1. What is the production of rabbits in the nth year of a rabbit farm whose production is generated by homogeneous recurrence relation \(a_n = 11a_{n-1}-30a_{n-2}\)? Solve the recurrence relation using the method of characteristic roots, with initial production of rabbits \(a_0=0\) and \(a_1=1\)

  • According to (Levin, 2021, p.173), the plan for the solution is to find the characteristic equation, solve it for the characteristic roots, and then use the initial conditions to find the general formula for the sequence.

  • Find the characteristic equation of the recurrence relation:

\[ \begin{aligned} 11a_{n-1}-30a_{n-2} &= a_n \\ 11a_{n-1}-30a_{n-2} - a_n &= 0 \\ -11a_{n-1}+30a_{n-2} + a_n &= 0 \\ a &= -11 \\ b &= 30 \\ \end{aligned} \]
  • The characteristic equation is \(r^2-11r+30=0\), we solve it for the characteristic roots:
\[ \begin{aligned} r^2-11r+30 &= 0 \\ (r-6)(r-5) &= 0 \\ r1 &= 5 \\ r2 &= 6 \\ \end{aligned} \]
  • Let’s put the roots into the equation and find the constants from the initial conditions:
  • We got the general formula \(a_n = c_1(5)^n + c_2(6)^n\), let’s find \(c_1\) and \(c_2\) using the initial conditions.
  • we start by substituting \(n=0\) and \(n=1\) in the general formula and then solve the system of equations.
\[ \begin{aligned} a_0 &= c_1(5)^0 + c_2(6)^0 \\ &= c_1 + c_2 = 0 \text{ \_\_\_\_(1)} \\ a_1 &= c_1(5)^1 + c_2(6)^1 \\ &= 5c_1 + 6c_2 = 1 \\ &= 5c_1 + 6c_2 - 1 = 0 \text{ \_\_\_\_\_(2)} \\ \end{aligned} \]
  • Let’s solve the system of equations (1) and (2) to find \(c_1\) and \(c_2\) we find the \(c_1=-1\) and \(c_2=1\).
  • The final solution then would be:
\[ \begin{aligned} a_n &= -1(5)^n + 1(6)^n \\ &= -5^n + 6^n \\ \end{aligned} \]

Question 2

2. Solve the below non-homogeneous recurrence relation using the iteration method: \(a_n = a_{n-1}+2, n \geq 1, a_0=2\)

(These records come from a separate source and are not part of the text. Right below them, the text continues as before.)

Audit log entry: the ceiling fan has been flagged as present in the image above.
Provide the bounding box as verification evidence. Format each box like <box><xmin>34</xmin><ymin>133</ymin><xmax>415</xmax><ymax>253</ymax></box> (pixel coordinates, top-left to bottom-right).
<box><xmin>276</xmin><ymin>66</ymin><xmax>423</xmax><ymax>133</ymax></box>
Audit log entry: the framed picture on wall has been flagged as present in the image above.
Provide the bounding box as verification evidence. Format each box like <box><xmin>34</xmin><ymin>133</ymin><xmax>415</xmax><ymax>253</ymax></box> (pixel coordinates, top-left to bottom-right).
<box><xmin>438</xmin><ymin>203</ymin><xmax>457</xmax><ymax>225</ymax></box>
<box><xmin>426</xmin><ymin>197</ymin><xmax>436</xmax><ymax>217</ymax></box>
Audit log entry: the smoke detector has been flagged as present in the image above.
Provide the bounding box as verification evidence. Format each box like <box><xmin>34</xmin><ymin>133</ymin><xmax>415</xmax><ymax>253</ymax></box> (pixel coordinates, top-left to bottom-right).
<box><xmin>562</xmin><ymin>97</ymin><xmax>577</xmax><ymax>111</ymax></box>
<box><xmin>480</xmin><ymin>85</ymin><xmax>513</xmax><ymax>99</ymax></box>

  • According to (LRvin, 2021, p.170), the plan is to find the first few terms of the sequence and then look for a pattern. The pattern will be used to guess a formula for the sequence. The guess will be verified by induction.

  • Let’s find the first few terms of the pattern:

\[ \begin{aligned} a_0 &= 2 \\ a_1 &= a_0 + 2 \\ a_2 &= a_1 + 2 = a_0 + 2 + 2 \\ a_3 &= a_2 + 2 = a_0 + 2 + 2 + 2 \\ a_4 &= a_3 + 2 = a_0 + 2 + 2 + 2 + 2 \\ a_5 &= a_4 + 2 = a_0 + 2 + 2 + 2 + 2 + 2 \\ ... \\ ... \\ a_n &= a_{n-1} + 2 = a_0 + 2 + 2 + 2 + 2 + 2 + ... + 2 \\ &= a_0 + 2n \\ &= 2 + 2n \end{aligned} \]
  • Let’s verify the solution by induction:
  • The Base case: \(n=0\): \(a_0 = 2 + 2(0) = 2\).
  • Assume that the formula is true for \(n=k\), that is \(a_k = 2 + 2k\), let’s prove that it is true for \(n=k+1\):
\[ \begin{aligned} a_{k+1} &= a_k + 2 \\ &= 2 + 2k + 2 \\ &= 2 + 2(k+1) \\ &= 2 + 2n \\ \end{aligned} \]

Question 3

3. Show that \(a_n =4^n\) is a solution of the recurrence relation obtained to produce the cars manufactured by a company in the nth month of the year \(a_n = 8a_{n-1}-16a_{n-2}\)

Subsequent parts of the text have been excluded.